- Theatrical release poster
- Directed by: Richard Whorf
- Screenplay by: Philip MacDonald
- Based on: the play Love from a Stranger the short-story "Philomel Cottage" by Frank Vosper Agatha Christie
- Produced by: James J. Geller
- Starring: John Hodiak, Sylvia Sidney Ann Richards
- Cinematography: Tony Gaudio
- Edited by: Fred Allen
- Music by: Hans J. Salter
- Color process: Black and white
- Production company: Bryan Foy Productions
- Distributed by: Eagle-Lion Films
- Release date: November 15, 1947 (United States);
- Running time: 81 minutes
- Country: United States
- Language: English
- Budget: $1.1 million

= Love from a Stranger (1947 film) =

1947 film by Richard Whorf

Love from a Stranger is a 1947 American historical film noir directed by Richard Whorf and starring John Hodiak, Sylvia Sidney and Ann Richards. The film is also known as A Stranger Walked In in the United Kingdom. It is based on the play of the same title by Frank Vosper, inspired by a short story by Agatha Christie, which had previously been turned into a 1937 British film Love from a Stranger starring Basil Rathbone.

==Plot==
A woman fears her new husband will kill her.

==Cast==
- John Hodiak as Manuel Cortez
- Sylvia Sidney as Cecily Harrington
- Ann Richards as Mavia
- John Howard as Nigel Lawrence
- Isobel Elsom as Auntie Loo-Loo
- Ernest Cossart as Billings
- Philip Tonge as Dr. Gribble
- Anita Sharp-Bolster as Ethel (the maid)
- Frederick Worlock as Insp. Hobday
- Phyllis Barry as Waitress

==Production==
The movie was one of the first from the newly formed Eagle Lion Productions. Arturo de Cordova was announced as the star. Margaret Lockwood was wanted for the female star. Eventually the female lead went to Sylvia Sidney and John Hodiak was borrowed from MGM for the male lead.

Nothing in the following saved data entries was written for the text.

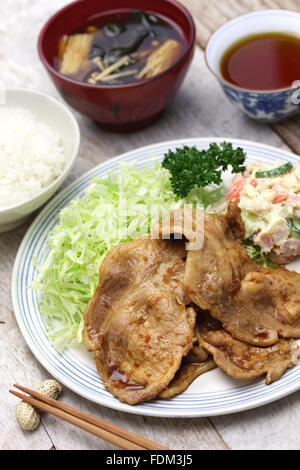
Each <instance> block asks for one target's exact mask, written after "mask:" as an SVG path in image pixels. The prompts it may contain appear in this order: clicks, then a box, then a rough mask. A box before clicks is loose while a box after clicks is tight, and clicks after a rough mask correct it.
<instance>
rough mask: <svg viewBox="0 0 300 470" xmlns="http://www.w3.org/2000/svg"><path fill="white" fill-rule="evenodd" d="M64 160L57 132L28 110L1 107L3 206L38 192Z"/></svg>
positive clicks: (1, 195)
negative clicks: (36, 117) (35, 116)
mask: <svg viewBox="0 0 300 470" xmlns="http://www.w3.org/2000/svg"><path fill="white" fill-rule="evenodd" d="M65 163H66V157H65V154H64V149H63V146H62V141H61V137H60V135H59V134H58V133H57V132H56V131H54V130H53V129H51V128H50V127H49V126H48V125H47V124H45V123H43V122H41V121H39V120H38V119H37V118H36V117H35V116H34V114H33V113H32V112H30V111H28V110H26V109H23V108H15V107H5V106H0V209H5V208H7V207H10V206H14V205H16V204H19V203H21V202H23V201H25V200H26V199H29V198H31V197H33V196H35V195H37V194H38V193H39V192H41V191H42V190H43V189H45V188H46V187H47V186H49V185H50V184H51V183H52V182H53V181H55V180H56V179H57V178H58V176H59V175H60V174H61V173H62V172H63V169H64V167H65Z"/></svg>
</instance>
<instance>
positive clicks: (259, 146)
mask: <svg viewBox="0 0 300 470" xmlns="http://www.w3.org/2000/svg"><path fill="white" fill-rule="evenodd" d="M224 141H230V142H232V143H233V145H234V146H241V147H243V148H244V149H245V151H246V153H247V154H248V155H249V156H250V159H251V157H252V159H253V157H255V158H256V159H260V158H262V159H263V158H264V159H265V160H269V161H270V162H271V163H272V162H274V161H275V160H276V159H283V160H287V161H293V162H294V163H296V162H299V157H298V156H297V155H296V154H293V153H291V152H289V151H285V150H282V149H279V148H276V147H272V146H270V145H266V144H261V143H257V142H254V141H249V140H242V139H232V138H228V137H227V138H226V137H225V138H224V137H222V138H220V137H218V138H216V137H205V138H188V139H180V140H171V141H165V142H159V143H156V144H152V145H147V146H143V147H140V148H137V149H134V150H131V151H129V152H126V153H123V154H121V155H119V156H117V157H115V158H112V159H110V160H108V161H106V162H104V163H101V164H100V165H98V166H96V167H94V168H93V169H91V170H89V171H88V172H87V173H85V174H84V175H82V176H81V177H80V178H78V179H77V180H76V181H74V182H72V183H71V184H70V185H69V186H67V187H66V188H65V189H63V190H62V191H61V192H60V193H59V194H57V195H56V196H55V197H54V198H53V199H52V200H51V201H50V202H49V203H48V204H47V205H46V207H45V208H44V209H43V210H42V211H41V212H40V214H39V215H38V216H37V217H36V219H35V220H34V221H33V223H32V224H31V226H30V227H29V229H28V230H27V232H26V234H25V236H24V238H23V240H22V242H21V245H20V247H19V249H18V253H17V256H16V259H15V263H14V268H13V275H12V301H13V308H14V312H15V317H16V320H17V323H18V325H19V328H20V330H21V333H22V335H23V337H24V339H25V341H26V343H27V345H28V347H29V348H30V350H31V352H32V353H33V354H34V356H35V357H36V359H37V360H38V361H39V362H40V363H41V364H42V365H43V367H44V368H45V369H46V370H47V371H48V372H49V373H50V374H51V375H52V376H53V377H55V378H56V379H57V380H59V381H60V382H61V383H62V384H63V385H64V386H66V387H67V388H69V389H71V390H72V391H73V392H75V393H77V394H78V395H80V396H82V397H83V398H86V399H88V400H91V401H93V402H95V403H97V404H100V405H103V406H106V407H108V408H112V409H115V410H119V411H123V412H127V413H132V414H139V415H145V416H156V417H168V418H187V417H190V418H192V417H207V416H218V415H224V414H230V413H236V412H240V411H244V410H248V409H252V408H256V407H258V406H262V405H265V404H267V403H270V402H273V401H275V400H278V399H280V398H283V397H285V396H287V395H289V394H291V393H293V392H295V391H297V390H298V389H299V388H300V364H298V365H297V366H295V367H294V368H292V369H289V370H288V371H286V372H285V374H284V375H283V376H282V377H281V378H280V379H279V380H278V381H276V382H274V383H273V384H271V385H268V386H266V385H265V383H264V380H260V381H255V382H252V383H250V384H249V382H248V383H243V382H241V385H239V386H231V387H229V388H226V389H224V390H221V391H220V390H218V391H213V392H211V391H210V392H203V393H202V392H201V393H200V392H194V393H186V394H184V396H183V395H178V396H177V397H174V398H173V399H171V400H161V399H156V400H153V401H150V402H145V403H142V404H138V405H134V406H132V405H128V404H126V403H121V402H120V401H119V400H118V399H117V398H115V397H113V396H112V395H111V394H110V393H109V392H108V391H107V390H106V389H102V388H101V389H99V385H100V376H99V374H98V372H97V371H96V369H92V368H91V367H90V366H89V365H88V364H86V363H84V362H82V361H81V360H80V359H79V358H78V357H76V356H74V355H73V353H72V352H70V351H69V350H68V349H66V350H64V351H63V352H60V351H58V350H56V349H55V348H54V347H52V346H51V345H50V343H49V341H48V339H47V337H46V335H45V334H44V329H45V322H44V320H43V319H42V316H41V314H40V313H39V311H38V304H37V293H34V291H33V290H32V289H30V290H29V289H27V287H26V286H28V284H27V283H28V282H31V281H32V278H30V280H29V281H28V279H27V278H28V276H29V275H30V274H31V275H32V274H33V273H34V272H35V269H34V267H33V261H32V255H33V254H34V255H39V254H41V253H42V252H43V250H44V249H45V247H46V246H47V237H48V234H49V232H51V230H52V229H53V227H54V226H55V225H56V223H57V221H58V217H57V215H58V212H59V211H60V210H61V209H62V207H65V206H66V205H67V204H68V203H69V202H70V201H71V200H72V199H74V197H80V196H81V195H82V194H83V193H84V192H85V190H86V188H87V187H88V185H89V184H90V179H91V178H92V177H96V176H98V177H99V176H100V177H102V178H105V176H106V175H107V173H108V172H109V171H111V170H115V169H117V168H118V164H119V163H120V162H123V161H125V162H128V163H129V162H136V164H137V166H138V167H143V166H144V165H145V164H147V163H151V161H153V159H154V157H157V159H158V160H161V157H162V155H163V154H164V153H165V152H166V151H167V150H168V149H169V148H176V147H178V146H182V145H196V146H200V147H202V148H205V147H207V146H208V145H209V144H210V143H211V142H217V143H221V142H224ZM155 151H158V152H159V155H155ZM153 154H154V155H153ZM273 154H275V155H274V156H273ZM101 172H102V173H103V175H97V173H101ZM51 211H52V213H53V214H52V217H49V213H50V212H51ZM33 242H34V244H33ZM37 250H38V253H37ZM24 277H25V282H26V283H25V284H24ZM24 302H26V303H24ZM32 306H33V307H35V308H34V309H32V308H29V307H32ZM33 310H34V311H33ZM29 320H30V321H34V320H35V323H36V324H35V328H38V329H39V330H36V329H35V330H34V332H33V331H32V330H31V329H30V324H29ZM38 331H40V332H41V333H42V336H40V337H38V335H37V333H38ZM33 333H35V335H37V336H34V335H33ZM74 358H75V362H74ZM76 361H77V362H76Z"/></svg>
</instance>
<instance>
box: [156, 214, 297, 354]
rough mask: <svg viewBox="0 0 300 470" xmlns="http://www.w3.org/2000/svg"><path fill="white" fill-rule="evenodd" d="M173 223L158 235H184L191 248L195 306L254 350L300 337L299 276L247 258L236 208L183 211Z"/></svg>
mask: <svg viewBox="0 0 300 470" xmlns="http://www.w3.org/2000/svg"><path fill="white" fill-rule="evenodd" d="M201 217H202V224H201ZM168 220H169V221H170V222H169V223H167V222H168V221H167V222H164V221H162V223H161V224H159V225H158V226H156V227H155V229H154V233H155V232H157V233H158V234H160V235H163V236H166V235H167V234H168V233H169V234H170V233H173V234H180V233H181V234H183V235H184V236H185V237H186V239H187V240H188V241H189V242H190V244H192V246H191V248H190V247H188V255H187V260H186V269H185V275H184V286H185V288H186V294H187V295H188V296H189V297H190V300H191V301H192V302H194V303H195V304H196V305H198V306H199V307H200V308H201V309H203V310H209V312H210V313H211V315H212V316H213V317H214V318H216V319H217V320H219V321H220V322H221V323H222V326H223V328H224V329H225V330H226V331H228V332H229V333H231V335H232V336H233V337H234V338H236V339H238V340H240V341H244V342H246V343H249V344H252V345H254V346H255V345H256V346H270V345H272V344H275V343H276V342H277V341H278V337H279V336H280V337H283V338H292V337H297V338H299V337H300V274H298V273H296V272H292V271H288V270H287V269H285V268H284V267H280V268H263V267H262V266H261V265H259V264H258V263H256V262H255V261H254V260H252V259H251V258H250V257H249V256H248V254H247V252H246V249H245V248H244V247H243V246H242V244H241V241H242V238H243V222H242V220H241V216H240V210H239V208H238V207H237V206H235V205H230V206H229V208H228V212H227V214H226V215H213V214H207V213H203V212H202V211H200V210H196V209H189V210H185V211H183V210H182V209H179V210H177V211H174V212H173V213H171V215H169V216H168ZM199 221H200V222H199ZM186 225H187V228H186ZM197 239H198V242H197V243H195V241H197ZM199 240H200V244H199Z"/></svg>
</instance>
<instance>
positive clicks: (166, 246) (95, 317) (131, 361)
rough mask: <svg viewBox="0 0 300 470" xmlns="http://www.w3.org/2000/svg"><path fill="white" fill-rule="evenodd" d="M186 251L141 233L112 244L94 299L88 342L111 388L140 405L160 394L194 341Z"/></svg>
mask: <svg viewBox="0 0 300 470" xmlns="http://www.w3.org/2000/svg"><path fill="white" fill-rule="evenodd" d="M185 257H186V251H185V247H184V243H183V242H182V241H176V240H170V241H168V240H151V239H150V238H141V239H139V240H136V241H132V242H128V243H124V244H121V245H118V246H116V247H115V248H113V249H111V250H110V251H109V253H108V254H107V256H106V257H105V259H104V260H103V263H102V265H101V268H100V273H99V285H98V288H97V290H96V293H95V295H94V297H93V299H92V300H91V301H90V303H89V304H88V306H87V308H86V311H85V314H84V319H85V330H84V341H85V344H86V346H87V348H88V349H89V350H92V351H95V360H96V365H97V369H98V371H99V373H100V374H101V377H102V379H103V382H104V385H105V386H106V388H107V389H108V390H109V391H110V392H111V393H112V394H113V395H115V396H116V397H118V398H119V400H121V401H124V402H127V403H130V404H134V403H138V402H142V401H145V400H150V399H152V398H155V397H156V396H157V395H159V393H161V392H162V391H163V390H164V389H165V388H166V387H167V386H168V384H169V383H170V382H171V380H172V379H173V377H174V375H175V373H176V371H177V370H178V369H179V367H180V364H181V361H182V358H183V356H185V355H187V353H188V352H189V351H190V349H191V348H192V346H193V343H194V341H195V338H194V326H195V314H194V313H193V311H192V310H189V309H186V303H187V302H186V299H185V294H184V289H183V286H182V281H183V275H184V266H185V261H184V259H185Z"/></svg>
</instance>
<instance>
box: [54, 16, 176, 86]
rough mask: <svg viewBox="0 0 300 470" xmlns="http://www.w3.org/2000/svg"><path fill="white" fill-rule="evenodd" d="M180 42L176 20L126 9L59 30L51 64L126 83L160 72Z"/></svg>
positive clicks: (64, 72)
mask: <svg viewBox="0 0 300 470" xmlns="http://www.w3.org/2000/svg"><path fill="white" fill-rule="evenodd" d="M184 45H185V38H184V36H183V34H182V32H181V31H180V29H179V28H178V27H177V25H174V24H173V23H171V22H169V21H167V20H165V19H164V18H161V17H160V16H158V15H155V14H153V13H147V12H144V11H128V10H127V11H122V12H118V13H114V14H109V15H104V16H102V17H101V19H99V21H98V22H96V24H89V25H85V27H84V28H82V29H81V30H80V31H76V32H75V33H74V34H70V35H65V36H63V37H62V38H61V39H60V42H59V48H58V54H57V57H56V60H55V67H56V69H57V70H58V71H59V72H60V73H62V74H64V75H67V76H69V77H71V78H73V79H75V80H79V81H83V82H87V83H91V84H93V85H97V84H98V85H110V84H111V85H119V84H125V83H130V82H134V81H139V80H141V79H145V78H151V77H153V76H155V75H157V74H159V73H162V72H164V71H165V70H167V69H168V68H169V67H171V66H172V64H174V63H175V62H176V61H177V59H178V58H179V57H180V55H181V52H182V50H183V47H184Z"/></svg>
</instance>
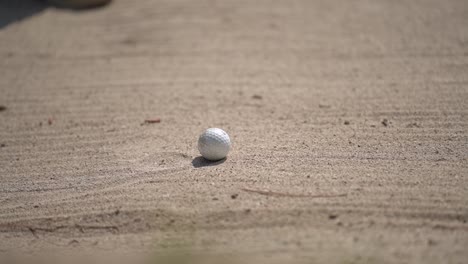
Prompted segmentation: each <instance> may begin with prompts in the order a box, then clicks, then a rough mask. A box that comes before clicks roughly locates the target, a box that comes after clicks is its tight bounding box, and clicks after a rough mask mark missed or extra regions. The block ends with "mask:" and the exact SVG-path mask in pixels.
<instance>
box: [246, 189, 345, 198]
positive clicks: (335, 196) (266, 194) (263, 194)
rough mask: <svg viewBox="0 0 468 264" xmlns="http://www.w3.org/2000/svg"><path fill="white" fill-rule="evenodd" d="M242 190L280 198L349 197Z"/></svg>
mask: <svg viewBox="0 0 468 264" xmlns="http://www.w3.org/2000/svg"><path fill="white" fill-rule="evenodd" d="M241 190H243V191H245V192H250V193H258V194H261V195H268V196H278V197H307V198H333V197H344V196H347V195H348V194H347V193H339V194H294V193H283V192H273V191H263V190H256V189H250V188H242V189H241Z"/></svg>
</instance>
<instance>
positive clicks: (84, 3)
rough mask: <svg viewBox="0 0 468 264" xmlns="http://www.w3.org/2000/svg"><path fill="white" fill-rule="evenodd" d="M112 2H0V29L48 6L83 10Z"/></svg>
mask: <svg viewBox="0 0 468 264" xmlns="http://www.w3.org/2000/svg"><path fill="white" fill-rule="evenodd" d="M111 1H112V0H0V29H2V28H4V27H6V26H8V25H9V24H11V23H14V22H17V21H20V20H23V19H25V18H28V17H30V16H33V15H35V14H37V13H40V12H42V11H43V10H44V9H46V8H48V7H49V6H56V7H60V8H69V9H75V10H83V9H89V8H95V7H101V6H104V5H107V4H109V3H110V2H111Z"/></svg>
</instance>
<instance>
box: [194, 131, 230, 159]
mask: <svg viewBox="0 0 468 264" xmlns="http://www.w3.org/2000/svg"><path fill="white" fill-rule="evenodd" d="M230 149H231V139H229V136H228V134H227V133H226V132H224V130H222V129H220V128H208V129H207V130H206V131H205V132H203V134H201V135H200V138H198V150H199V151H200V154H202V156H203V157H204V158H205V159H207V160H220V159H224V158H225V157H226V156H227V154H228V152H229V150H230Z"/></svg>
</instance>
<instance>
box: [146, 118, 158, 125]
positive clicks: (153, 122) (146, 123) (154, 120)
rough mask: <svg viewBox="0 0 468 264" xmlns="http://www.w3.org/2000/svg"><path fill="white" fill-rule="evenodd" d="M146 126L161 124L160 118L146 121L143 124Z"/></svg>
mask: <svg viewBox="0 0 468 264" xmlns="http://www.w3.org/2000/svg"><path fill="white" fill-rule="evenodd" d="M143 123H144V124H155V123H161V119H160V118H154V119H145V121H144V122H143Z"/></svg>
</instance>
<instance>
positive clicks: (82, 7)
mask: <svg viewBox="0 0 468 264" xmlns="http://www.w3.org/2000/svg"><path fill="white" fill-rule="evenodd" d="M111 1H112V0H47V2H49V3H50V4H52V5H54V6H58V7H64V8H73V9H84V8H94V7H100V6H104V5H107V4H109V3H110V2H111Z"/></svg>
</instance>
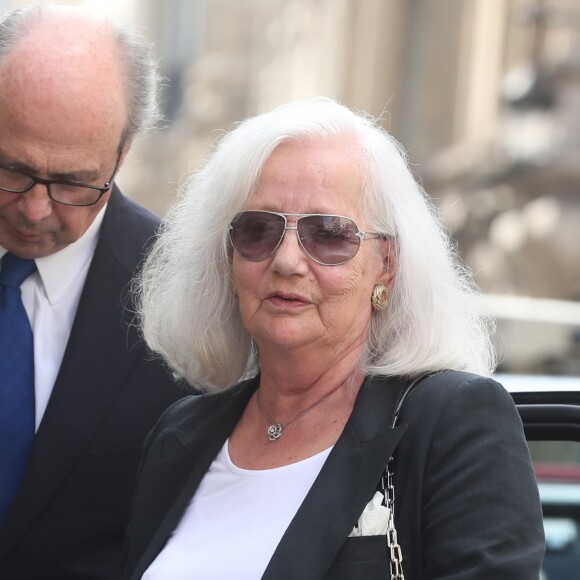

Filming was meant to start 15 January 1947 but was delayed until March. Anne Richards had just made Lost Honeymoon for Eagle Lion.

==Reception==

===Critical response===
Variety called it "a fair thriller, without novelty or any particular "viewpoint," with little suspense, surprise or excitement, and only moderate boxoffice prospects."

Thomas M. Pryor, the film critic at The New York Times, gave the film a lukewarm review. He wrote, "It may well be that some will find a modicum of excitement in Love From a Stranger. But the average moviegoer is a pretty 'hep' customer and the chances are he will be so far ahead of the story that its climactic scene will explode with all the thunder of a cap pistol."

Critic Craig Butler also had problems with the film, mostly the script. He wrote, "A moderately entertaining mystery flick (the story of which was better served when it was originally filmed in 1937), Love from a Stranger is an adequate but unexciting way to spend an hour and a half or so. Stranger wants to be a clever thriller, and it starts out well. Unfortunately, about halfway through it becomes rather obvious, and so the necessary suspense is simply lacking."